The culprit was a misbehaving valve on the rocket’s Centaur upper stage, which has two RL10 engines fed by super-cold liquid hydrogen and liquid oxygen propellants.

“We saw a self-regulating valve on the LOX (liquid oxygen) side had a bit of a buzz; it was moving in a strange behavior,” said Steve Stich, NASA’s commercial crew program manager. “The flight rules had been laid out for this flight ahead of time. With the crew at the launch pad, the proper action was to scrub.”

The next opportunity to launch Starliner on its first crew test flight will be Friday night at 9 pm EDT (01: 00 UTC Saturday). NASA announced overnight that officials decided to skip a launch opportunity Tuesday night to allow engineers more time to study the valve problem and decide whether they need to replace it.

Work ahead

Everything else was going smoothly in the countdown Monday night. This mission will also be the first time astronauts have flown on ULA’s Atlas V rocket, which has logged 99 successful flights since 2002. It is the culmination of nearly a decade-and-a-half of development by Boeing, which has a $4.2 billion contract with NASA to ready Starliner for crew missions, then carry out six long-duration crew ferry flights to and from the International Space Station.

This crew test flight will last at least eight days, taking Wilmore and Williams to the space station to verify Starliner’s readiness for operational missions. Once Starliner flies, NASA will have two human-rated spacecraft on contract. SpaceX’s Crew Dragon has been in service since 2020.

When officials scrubbed Monday night’s launch attempt, Wilmore and Williams were already aboard the Starliner spacecraft on top of the Atlas V rocket at Cape Canaveral Space Force Station, Florida.

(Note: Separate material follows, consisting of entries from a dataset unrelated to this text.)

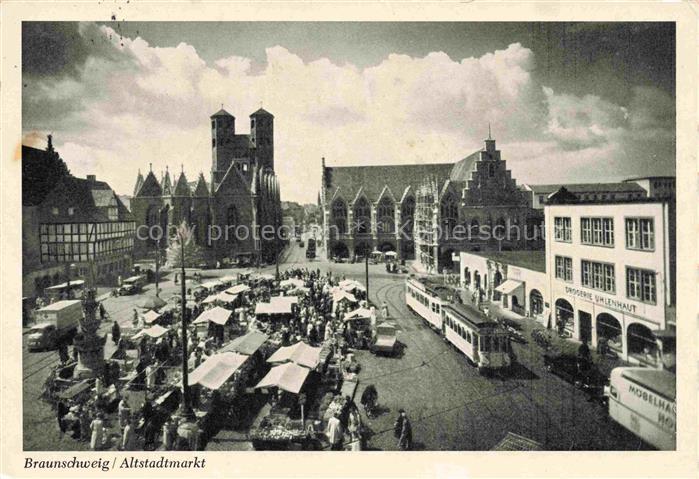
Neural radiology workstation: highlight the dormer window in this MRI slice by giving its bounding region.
[51,207,59,216]
[68,207,75,216]
[243,164,249,172]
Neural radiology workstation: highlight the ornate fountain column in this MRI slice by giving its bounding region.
[72,288,106,379]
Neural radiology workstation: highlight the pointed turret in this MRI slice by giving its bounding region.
[136,168,163,197]
[133,169,144,196]
[162,166,173,195]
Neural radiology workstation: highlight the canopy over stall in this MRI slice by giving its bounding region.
[133,324,169,340]
[220,330,269,356]
[338,279,366,293]
[344,307,374,322]
[226,284,251,295]
[280,278,305,290]
[200,280,224,290]
[332,288,358,304]
[202,292,238,305]
[267,341,321,369]
[193,306,232,326]
[384,251,398,258]
[46,280,86,291]
[494,279,524,295]
[219,275,238,284]
[255,362,310,395]
[142,310,162,324]
[188,352,249,390]
[253,273,275,281]
[255,296,297,316]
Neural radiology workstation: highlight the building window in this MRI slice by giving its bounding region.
[538,195,545,204]
[488,163,495,177]
[332,199,348,235]
[554,217,572,242]
[581,260,615,293]
[581,217,614,247]
[68,207,75,216]
[625,218,655,251]
[555,255,573,282]
[51,207,59,216]
[212,138,216,148]
[627,267,657,304]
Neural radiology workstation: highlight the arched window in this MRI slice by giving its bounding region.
[377,197,395,234]
[331,199,347,235]
[226,205,237,243]
[440,193,458,238]
[401,196,415,235]
[354,197,371,234]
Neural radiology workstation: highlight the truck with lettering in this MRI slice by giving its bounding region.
[604,367,675,450]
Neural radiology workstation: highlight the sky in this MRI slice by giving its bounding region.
[22,22,675,203]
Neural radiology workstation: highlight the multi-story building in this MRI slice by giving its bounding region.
[544,188,675,366]
[22,142,135,298]
[130,107,282,266]
[320,134,542,272]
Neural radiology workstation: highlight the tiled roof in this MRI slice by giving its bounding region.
[449,150,481,182]
[135,171,162,197]
[40,176,134,222]
[211,108,233,118]
[324,162,454,204]
[250,108,274,118]
[233,134,253,151]
[193,173,210,197]
[526,182,646,194]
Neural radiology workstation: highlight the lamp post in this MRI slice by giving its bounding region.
[364,246,370,302]
[177,226,194,422]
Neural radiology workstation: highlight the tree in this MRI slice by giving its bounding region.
[166,221,205,269]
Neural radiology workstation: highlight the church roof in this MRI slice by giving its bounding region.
[194,173,210,197]
[324,162,454,204]
[174,172,191,196]
[449,150,482,182]
[136,171,162,197]
[250,108,274,118]
[211,108,234,118]
[133,170,144,196]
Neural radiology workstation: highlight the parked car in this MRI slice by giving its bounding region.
[117,275,145,296]
[543,353,608,400]
[371,322,398,355]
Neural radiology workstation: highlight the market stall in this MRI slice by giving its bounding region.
[267,341,322,370]
[192,306,233,343]
[226,284,251,296]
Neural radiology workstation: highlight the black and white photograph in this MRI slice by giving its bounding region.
[15,18,682,457]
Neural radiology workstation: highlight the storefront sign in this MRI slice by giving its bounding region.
[564,286,637,314]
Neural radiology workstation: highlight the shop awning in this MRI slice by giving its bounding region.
[255,296,297,315]
[255,362,310,394]
[202,292,238,304]
[267,341,322,369]
[189,352,249,390]
[332,288,358,304]
[494,279,524,295]
[220,330,269,356]
[226,284,251,295]
[193,306,232,326]
[133,324,169,340]
[46,280,86,290]
[142,310,162,324]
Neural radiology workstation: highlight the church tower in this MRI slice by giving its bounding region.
[211,108,236,187]
[250,108,274,172]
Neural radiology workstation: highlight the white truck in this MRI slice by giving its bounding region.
[27,300,83,351]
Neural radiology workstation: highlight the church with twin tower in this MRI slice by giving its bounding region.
[131,106,282,266]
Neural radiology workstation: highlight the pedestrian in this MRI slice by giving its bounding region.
[395,409,412,450]
[162,418,175,450]
[325,412,344,451]
[90,413,104,450]
[56,399,69,438]
[132,309,139,328]
[360,384,378,418]
[112,320,121,345]
[118,396,131,430]
[99,303,106,321]
[121,418,137,451]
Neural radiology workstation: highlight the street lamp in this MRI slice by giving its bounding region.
[177,225,194,423]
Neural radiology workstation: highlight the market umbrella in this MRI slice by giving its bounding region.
[138,295,166,310]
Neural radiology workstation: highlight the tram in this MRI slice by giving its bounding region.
[405,277,511,373]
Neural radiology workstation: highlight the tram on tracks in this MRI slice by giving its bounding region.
[405,276,512,373]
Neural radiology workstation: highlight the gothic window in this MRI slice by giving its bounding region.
[440,194,458,238]
[377,197,395,234]
[488,163,495,177]
[226,206,237,244]
[332,199,347,235]
[401,196,415,235]
[354,197,371,234]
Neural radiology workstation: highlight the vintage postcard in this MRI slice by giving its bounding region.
[1,1,697,478]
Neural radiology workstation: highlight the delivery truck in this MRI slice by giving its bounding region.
[27,300,83,351]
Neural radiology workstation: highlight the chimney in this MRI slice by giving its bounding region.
[87,174,96,182]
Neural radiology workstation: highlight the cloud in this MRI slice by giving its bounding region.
[22,23,675,203]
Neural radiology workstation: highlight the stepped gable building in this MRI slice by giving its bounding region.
[131,107,282,266]
[320,133,542,271]
[22,139,135,298]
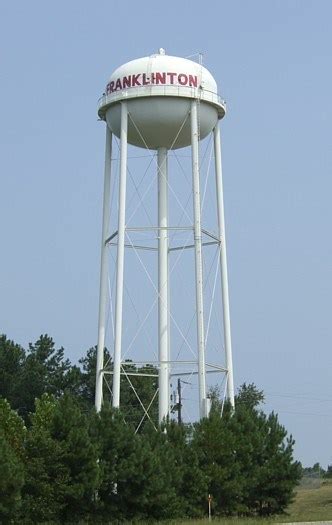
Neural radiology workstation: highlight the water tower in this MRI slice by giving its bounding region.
[95,49,235,424]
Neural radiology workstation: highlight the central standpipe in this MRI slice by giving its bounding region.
[191,101,207,419]
[158,147,169,423]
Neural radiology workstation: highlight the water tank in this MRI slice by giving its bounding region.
[98,49,225,150]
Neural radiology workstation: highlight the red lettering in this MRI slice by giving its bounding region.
[107,72,197,92]
[142,73,150,86]
[178,74,188,86]
[189,74,198,87]
[155,72,166,85]
[106,81,114,94]
[132,74,141,86]
[122,76,131,88]
[167,72,177,84]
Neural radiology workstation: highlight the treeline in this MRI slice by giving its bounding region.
[302,462,332,479]
[0,334,301,523]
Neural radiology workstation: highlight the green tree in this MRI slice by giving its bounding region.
[95,405,180,521]
[13,335,73,418]
[0,431,24,523]
[51,394,99,521]
[192,383,301,517]
[235,382,265,410]
[22,395,68,523]
[302,461,325,477]
[0,334,25,408]
[22,394,99,523]
[0,399,25,523]
[0,334,84,419]
[78,345,111,407]
[248,412,301,515]
[192,408,243,515]
[0,398,26,460]
[233,384,301,515]
[325,464,332,478]
[164,420,208,517]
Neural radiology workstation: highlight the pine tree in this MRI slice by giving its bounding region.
[192,383,301,517]
[0,334,25,408]
[78,345,112,407]
[14,335,73,418]
[192,410,243,515]
[95,406,181,521]
[0,399,25,523]
[0,397,26,460]
[0,431,24,523]
[232,385,301,516]
[22,394,99,523]
[50,394,99,522]
[164,420,208,517]
[249,412,301,515]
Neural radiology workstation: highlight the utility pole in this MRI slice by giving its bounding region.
[177,378,182,425]
[171,378,192,423]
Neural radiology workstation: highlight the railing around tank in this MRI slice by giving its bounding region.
[97,84,226,116]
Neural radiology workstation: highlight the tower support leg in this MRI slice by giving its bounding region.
[113,102,128,408]
[213,124,235,409]
[158,147,169,423]
[191,101,207,419]
[95,127,112,412]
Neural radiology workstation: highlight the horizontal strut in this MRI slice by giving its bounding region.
[105,228,220,247]
[108,242,158,251]
[170,369,225,377]
[169,240,219,252]
[102,360,226,371]
[103,370,159,378]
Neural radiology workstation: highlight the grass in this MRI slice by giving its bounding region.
[279,480,332,522]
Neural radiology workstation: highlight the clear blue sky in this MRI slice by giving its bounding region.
[1,1,332,467]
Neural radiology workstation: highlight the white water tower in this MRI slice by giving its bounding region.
[95,49,235,424]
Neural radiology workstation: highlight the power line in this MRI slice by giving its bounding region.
[265,391,332,403]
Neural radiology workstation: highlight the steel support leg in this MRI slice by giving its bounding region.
[113,102,128,408]
[191,101,207,419]
[213,124,235,409]
[95,127,112,412]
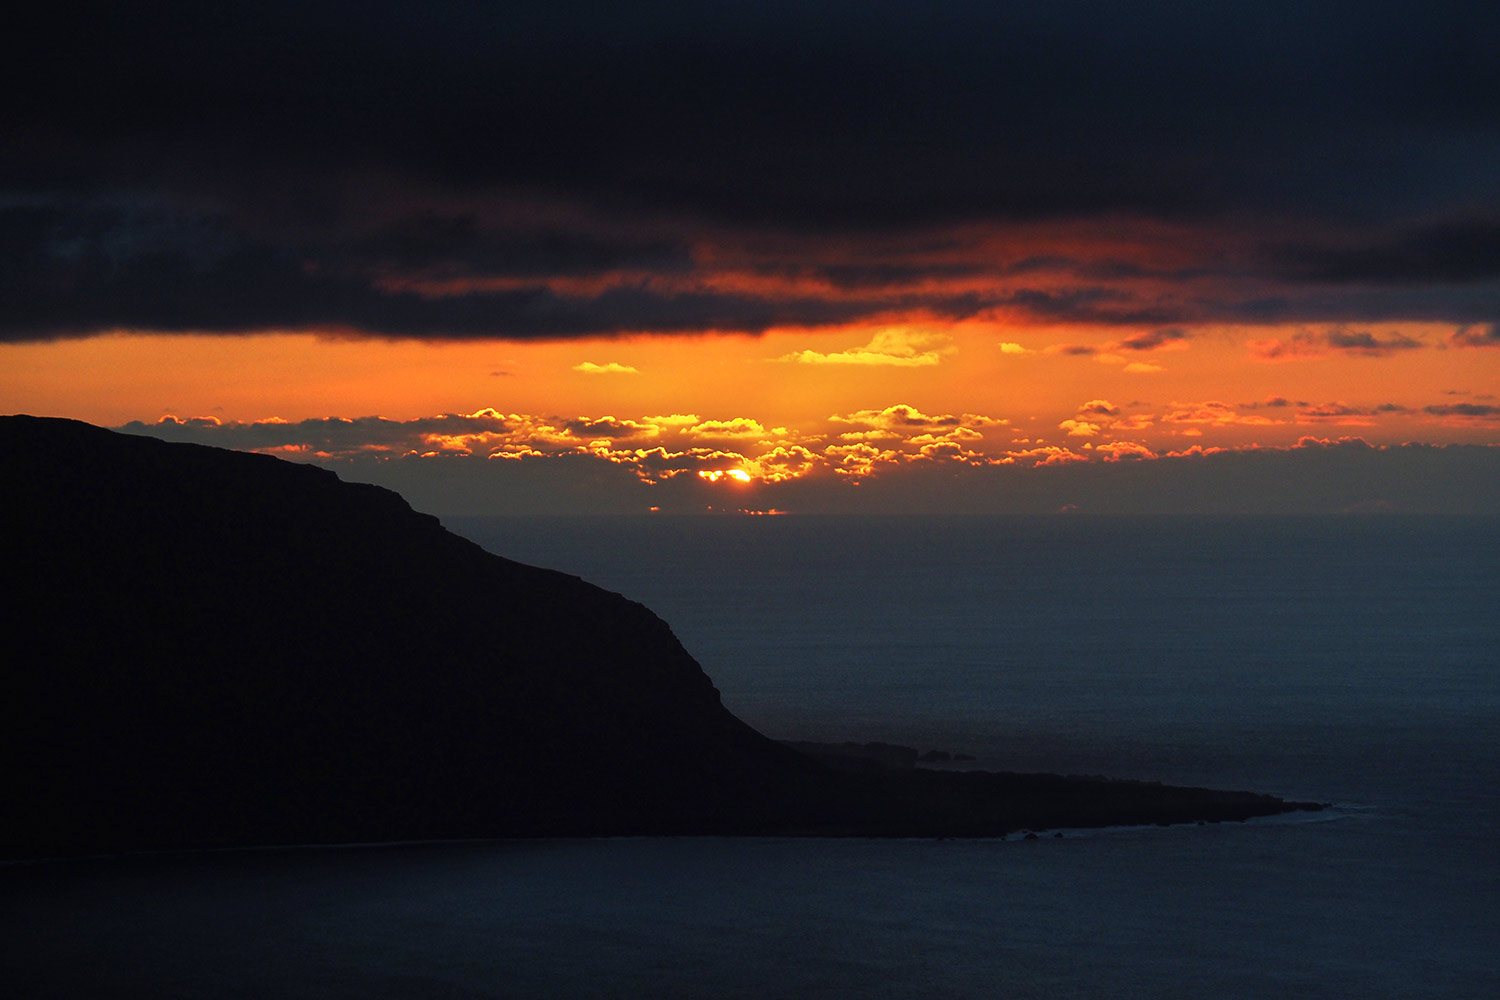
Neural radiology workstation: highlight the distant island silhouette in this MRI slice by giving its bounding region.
[0,416,1321,858]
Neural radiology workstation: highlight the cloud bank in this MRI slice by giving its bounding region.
[3,1,1498,343]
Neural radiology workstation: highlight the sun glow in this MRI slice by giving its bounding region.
[698,468,753,483]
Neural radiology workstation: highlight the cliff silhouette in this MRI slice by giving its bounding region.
[0,416,1317,857]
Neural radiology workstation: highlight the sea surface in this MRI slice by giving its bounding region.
[4,515,1497,998]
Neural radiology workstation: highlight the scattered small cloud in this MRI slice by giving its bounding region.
[564,416,657,439]
[1095,440,1157,461]
[687,417,774,439]
[1006,445,1090,467]
[1118,327,1190,351]
[1248,331,1322,361]
[1286,402,1420,426]
[1293,436,1373,450]
[1043,329,1186,371]
[1449,324,1500,348]
[1250,327,1424,360]
[1048,327,1190,356]
[830,403,985,431]
[1323,329,1423,356]
[777,329,953,366]
[1061,399,1158,438]
[641,413,702,428]
[1424,403,1500,421]
[1299,402,1377,421]
[573,361,639,374]
[1162,401,1277,427]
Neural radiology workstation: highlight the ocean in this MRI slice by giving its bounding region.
[4,515,1497,998]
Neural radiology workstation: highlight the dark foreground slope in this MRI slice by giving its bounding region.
[0,416,1316,857]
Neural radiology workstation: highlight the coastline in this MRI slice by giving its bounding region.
[0,417,1324,860]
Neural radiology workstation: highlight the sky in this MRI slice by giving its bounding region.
[5,1,1499,514]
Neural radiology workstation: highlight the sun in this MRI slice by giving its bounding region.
[698,469,753,483]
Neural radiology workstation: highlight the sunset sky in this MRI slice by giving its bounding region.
[5,1,1499,513]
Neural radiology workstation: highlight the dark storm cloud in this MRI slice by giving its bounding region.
[6,1,1500,338]
[21,1,1494,220]
[1233,288,1500,329]
[0,202,997,341]
[344,212,694,278]
[1266,221,1500,284]
[996,289,1185,326]
[787,256,1220,291]
[801,262,996,290]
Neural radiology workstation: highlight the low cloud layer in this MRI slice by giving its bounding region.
[115,386,1500,516]
[114,414,1500,516]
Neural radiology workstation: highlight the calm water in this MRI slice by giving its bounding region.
[4,515,1497,998]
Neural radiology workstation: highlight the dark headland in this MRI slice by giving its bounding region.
[0,416,1320,858]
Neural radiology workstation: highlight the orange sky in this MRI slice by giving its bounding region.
[4,313,1496,502]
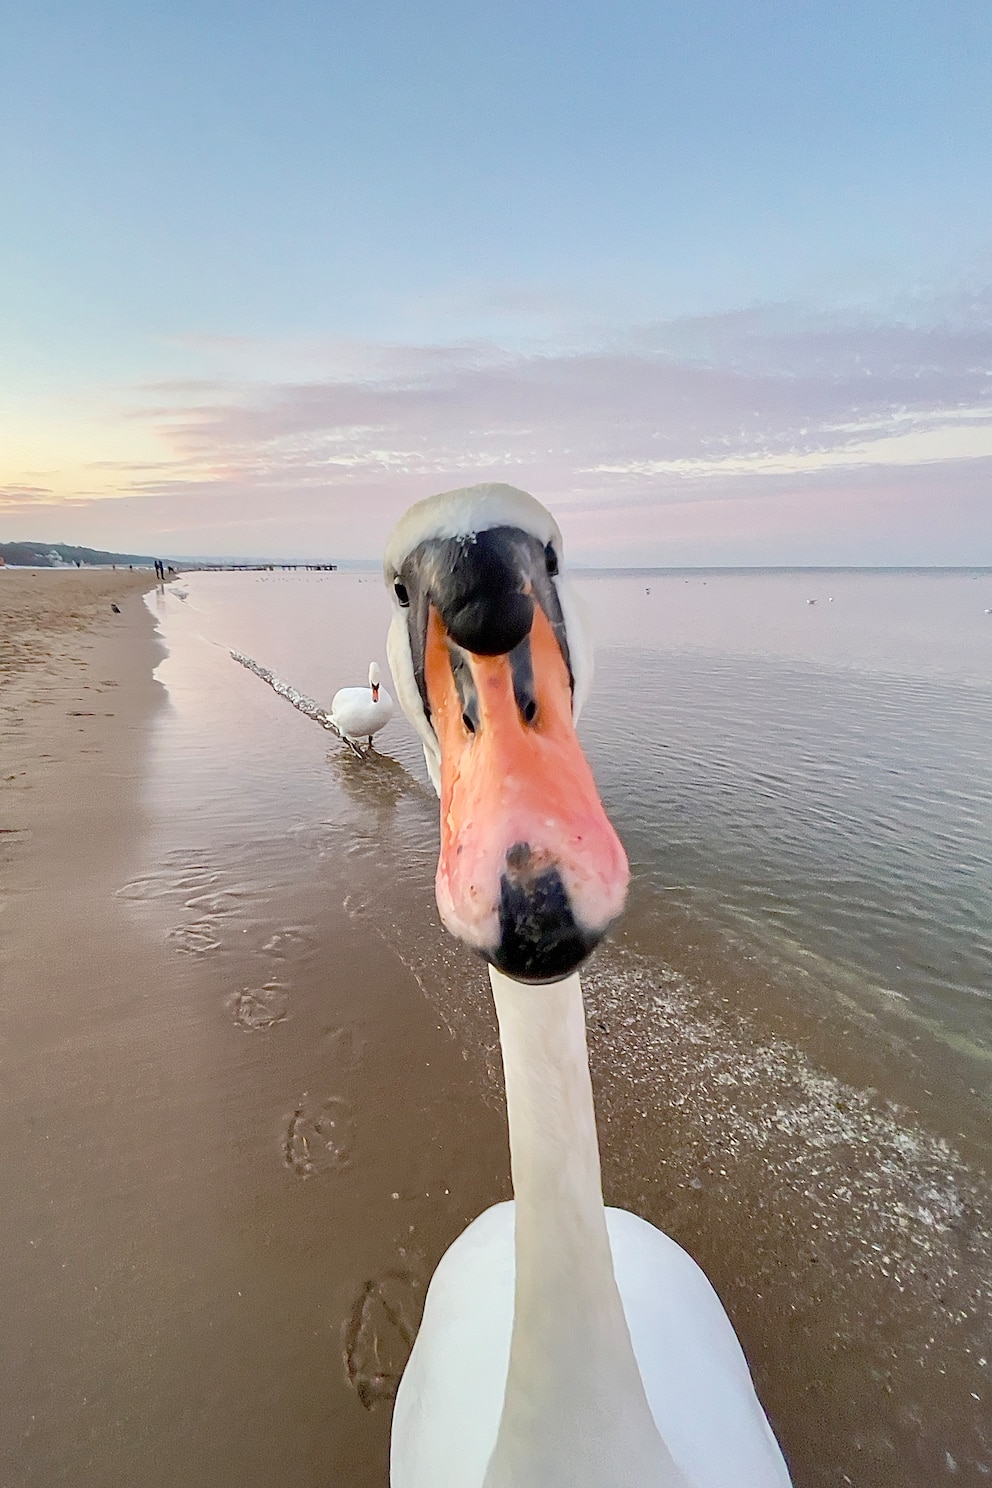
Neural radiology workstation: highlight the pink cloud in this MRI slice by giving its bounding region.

The Boeing and ULA support team helped them out of the capsule and drove them back to crew quarters at the nearby Kennedy Space Center to wait for the next launch attempt.

“I promised Butch and Suni a boring evening,” said Tory Bruno, ULA’s CEO. “I didn’t mean for it to be quite this boring, but we’re going to follow our rules, and we’re going to make sure that the crew is safe.”

When the next launch attempt actually occurs depends on whether ULA engineers determine they can resolve the problem without rolling the Atlas V rocket back to its hangar for repairs.

The valve in question vents gas from the liquid oxygen tank on the Centaur upper stage to maintain the tank at proper pressures. This is important for two reasons. The tank needs to be at the correct pressure for the RL10 engines to receive propellant during the flight, and the Centaur upper stage itself has ultra-thin walls to reduce weight, and requires pressure to maintain structural integrity.